JEFFERSON CITY, Mo. (AP) – Lab tests on an unknown substance sent to a Missouri lawmaker suggest it was pesticide.

Department of Public Safety spokesman Mike O’Connell said Friday that lab results suggested that the green, granular substance leaking from an envelope may have been a pesticide sold over the counter to consumers.
A Cole County hazmat team was called Thursday after a staff member for Sen. Maria Chappelle-Nadal, Democrat of University City, spotted the envelope. It was not immediately clear if it was intended as a threat, although Chappelle-Nadal said she has received death threats since posting online in August that she hoped for President Donald Trump’s assassination. She later apologized.
Eight staff members were examined and released, and offices have since been re-opened.
There will not be additional lab tests.
———
JEFFERSON CITY, Mo. (AP) – Leaders of the Missouri Senate say early indications are that an unknown green substance sent to a lawmaker at the Statehouse poses no danger, but investigators are taking extreme caution.

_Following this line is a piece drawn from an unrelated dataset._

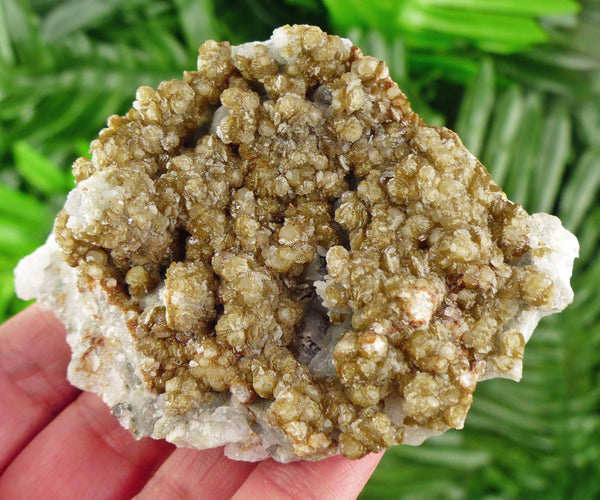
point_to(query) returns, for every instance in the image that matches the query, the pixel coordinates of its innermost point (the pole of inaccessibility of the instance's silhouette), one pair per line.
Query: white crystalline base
(110, 365)
(111, 368)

Sen. Maria Chappelle-Nadal, a Democrat from University City, said the envelope was addressed to her, but had no return address. The envelope was spotted Thursday morning by one of her assistants.
Three firefighters in protective gear spent about ten minutes in and near Chappelle-Nadal’s office and left with several sealed plastic bags.
Before the firefighters entered the offices, a statement from Senate leaders said several staff members had come into contact with the envelope but law enforcement believed the substance posed no threat to the public.